A 1940s hardware sign finds a new home at the American Sign Museum
In homage to the museum’s host city, we are focusing on a “Signs of Cincinnati” theme for the new home’s events area. Because the majority of those visiting the museum for a reception or other event would probably be local folks, we wanted to feature our collection of local signs in some capacity.
That was really the only nod to our hometown until recently . . .
The Over-the-Rhine area of Cincinnati has been undergoing redevelopment during the last two years, particularly the Vine St. corridor. Among the local businesses on Vine that closed down was Rohs (pronounced “Ross”) Hardware, located in an 1880s storefront typical of Over-the-Rhine. Rohs Hardware opened for business in 1933 under the management of its proprietor, one Albert G. Rohs.
What caught my eye originally were the neon-illuminated, porcelain enamel letters that fronted the building. Circa late 1940s or early 1950s, I guessed. I had approached the current owner – Albert R. Rohs, Albert’s son – about the letters upon seeing “Going out of business” signs in the window back in the late spring.
However, when I walked up to the front door, I realized that the entire storefront had been retrofitted with porcelain enamel panels, stretching from the sidewalk to approximately 12 ft. high, or roughly 3-4 ft. above the storefront windows. I thought to myself, “What a great addition the façade would make to our ‘Signs on Main Street’ exhibit area.”
As it turned out, the business did close, and a local developer, Rick Kimbler of Northpointe Realty (Cincinnati), acquired the building from Rohs. I asked him about the intended fate of the porcelain panels, and he said they were probably going to remove and discard them. I told him of my plans, and he thought it an appropriate re-use. He agreed to talk with his general contractor, Bill Baum of Cincinnati-based Urban Sites.
A few days later, Baum gave me a basic go-ahead, suggesting we meet to coordinate the removal of the porcelain letters and panels. In the meantime, I called Sean Druley, who would be building all of our displays and storefronts, just as he had at the existing museum.

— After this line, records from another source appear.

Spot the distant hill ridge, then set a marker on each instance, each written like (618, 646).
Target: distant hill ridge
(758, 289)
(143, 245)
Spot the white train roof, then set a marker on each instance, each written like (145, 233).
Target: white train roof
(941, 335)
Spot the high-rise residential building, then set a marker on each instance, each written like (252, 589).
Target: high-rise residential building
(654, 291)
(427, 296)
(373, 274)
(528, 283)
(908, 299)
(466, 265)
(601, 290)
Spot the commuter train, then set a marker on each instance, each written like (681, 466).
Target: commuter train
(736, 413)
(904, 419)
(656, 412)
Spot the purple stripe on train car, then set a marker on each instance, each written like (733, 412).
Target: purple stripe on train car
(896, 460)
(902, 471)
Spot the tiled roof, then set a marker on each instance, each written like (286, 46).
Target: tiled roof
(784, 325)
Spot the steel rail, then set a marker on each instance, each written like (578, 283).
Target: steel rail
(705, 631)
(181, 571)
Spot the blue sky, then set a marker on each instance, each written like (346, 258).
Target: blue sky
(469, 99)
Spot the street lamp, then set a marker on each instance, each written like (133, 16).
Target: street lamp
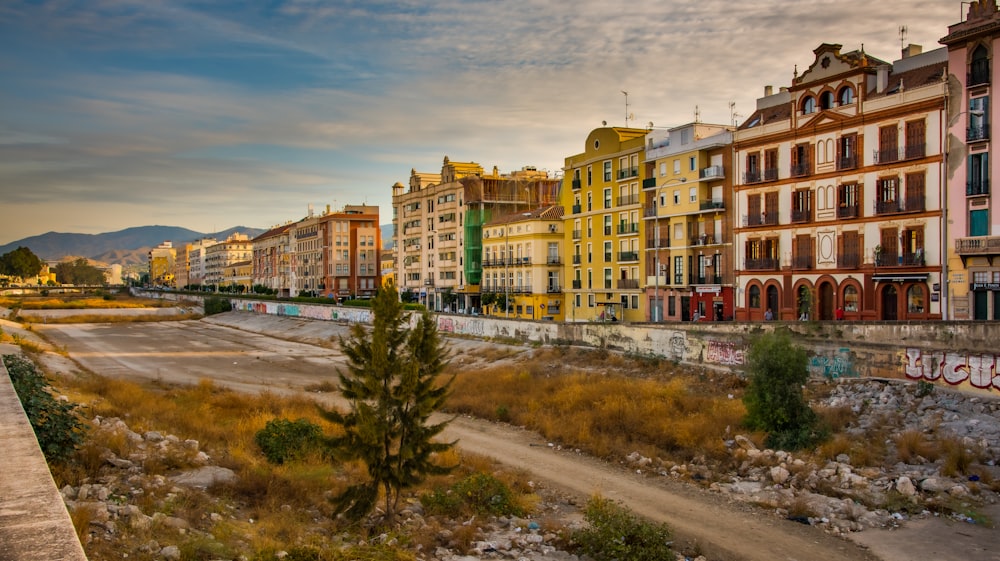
(657, 301)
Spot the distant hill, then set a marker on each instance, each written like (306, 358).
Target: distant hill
(128, 246)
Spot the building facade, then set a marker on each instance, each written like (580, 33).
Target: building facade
(838, 195)
(602, 200)
(973, 273)
(688, 231)
(522, 264)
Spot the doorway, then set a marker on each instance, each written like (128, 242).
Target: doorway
(890, 303)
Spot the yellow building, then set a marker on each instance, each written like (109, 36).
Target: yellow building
(161, 264)
(602, 197)
(522, 265)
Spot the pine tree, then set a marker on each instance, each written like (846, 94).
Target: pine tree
(393, 387)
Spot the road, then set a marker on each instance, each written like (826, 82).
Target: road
(186, 352)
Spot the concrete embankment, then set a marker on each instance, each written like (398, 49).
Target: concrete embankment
(34, 523)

We drove downtown, tape measures in-hand, to see how it might fit into the already designed streetscape. As luck would have it, we saw that we could eliminate one row of vertical panels and fit the slightly diminished storefront into an existing storefront space.
Then a road block presented itself. When I met Baum later that week, he brought along Mark Gunther of Wichman Gunther Architects. “There’s a good deal of Federal money financing the redevelopment,” Gunther said, “and we have to meet historic-preservation criteria. Odds are, removing the panels will jeopardize the federal money.” My heart sank.

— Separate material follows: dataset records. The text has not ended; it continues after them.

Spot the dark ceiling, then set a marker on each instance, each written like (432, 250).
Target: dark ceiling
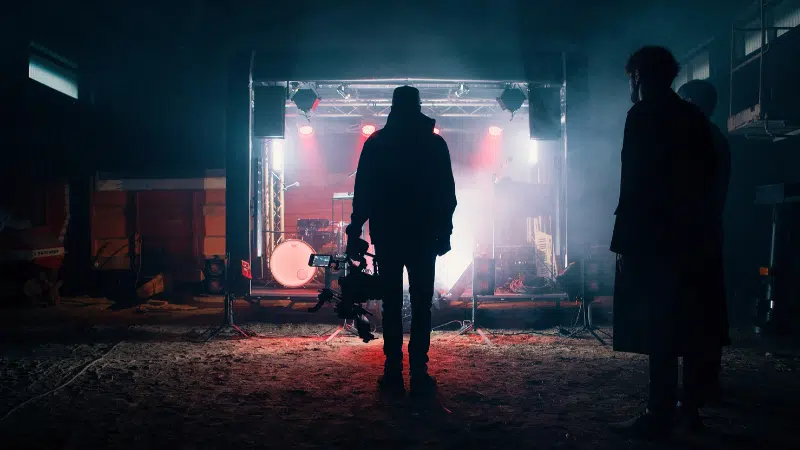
(159, 65)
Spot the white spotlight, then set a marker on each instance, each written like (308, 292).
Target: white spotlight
(276, 154)
(533, 151)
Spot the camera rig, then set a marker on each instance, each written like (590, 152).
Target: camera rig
(357, 285)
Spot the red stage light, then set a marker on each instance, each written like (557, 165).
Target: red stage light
(367, 130)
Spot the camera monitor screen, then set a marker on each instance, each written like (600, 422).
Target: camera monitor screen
(319, 260)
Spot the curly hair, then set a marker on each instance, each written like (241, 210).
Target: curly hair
(653, 63)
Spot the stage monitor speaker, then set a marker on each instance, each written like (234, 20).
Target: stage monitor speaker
(545, 113)
(269, 112)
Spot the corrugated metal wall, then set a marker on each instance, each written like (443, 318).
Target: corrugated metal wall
(177, 229)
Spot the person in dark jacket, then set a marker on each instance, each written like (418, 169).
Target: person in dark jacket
(405, 188)
(663, 240)
(702, 94)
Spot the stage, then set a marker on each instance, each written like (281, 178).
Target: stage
(306, 295)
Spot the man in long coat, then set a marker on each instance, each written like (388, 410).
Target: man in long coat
(662, 238)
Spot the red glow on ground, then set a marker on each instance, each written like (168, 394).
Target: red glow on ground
(367, 130)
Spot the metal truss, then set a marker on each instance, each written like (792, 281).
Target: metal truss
(275, 226)
(376, 109)
(372, 98)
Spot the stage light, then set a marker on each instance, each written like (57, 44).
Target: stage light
(343, 91)
(306, 100)
(276, 152)
(533, 152)
(511, 99)
(367, 130)
(461, 91)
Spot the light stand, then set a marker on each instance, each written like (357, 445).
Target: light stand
(347, 326)
(583, 311)
(227, 310)
(471, 326)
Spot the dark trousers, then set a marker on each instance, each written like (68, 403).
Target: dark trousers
(700, 374)
(421, 266)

Of course, I was conflicted. I’m all for historic preservation, and, quite honestly, I could understand why leaving the panels intact was the right thing to do.
In the meantime, the Cincinnati Enquirer, our local daily, featured the museum’s new home in its Labor Day weekend Sunday edition. The possible reuse of the Rohs storefront was mentioned. That prompted Albert’s daughter, Karen Rohs Laib, to e-mail the reporter about how great it would be if the Rohs storefront went to the museum. I sent copies to all the parties involved.
Three or four weeks went by, and then I got call from Bill Baum. “Hey, they’re all yours,” he said anticlimactically. “Let me know if you need my crew’s help in getting them down.” I immediately called Sean and told him the great news.
Baum had requested the porcelain be removed as soon as possible, so we opted for Tuesday at 1 p.m., leaving the following day to finish the job.
It rained all Monday and into the next day, but, just around noon, it cleared up. We enlisted the help of a friend, Toby Costello, and set to work by 1 p.m. By 5 p.m. that day, we had all the panels and letters down and strapped onto my trailer – far ahead of schedule. Wednesday, our original completion day, it rained from dawn to dusk.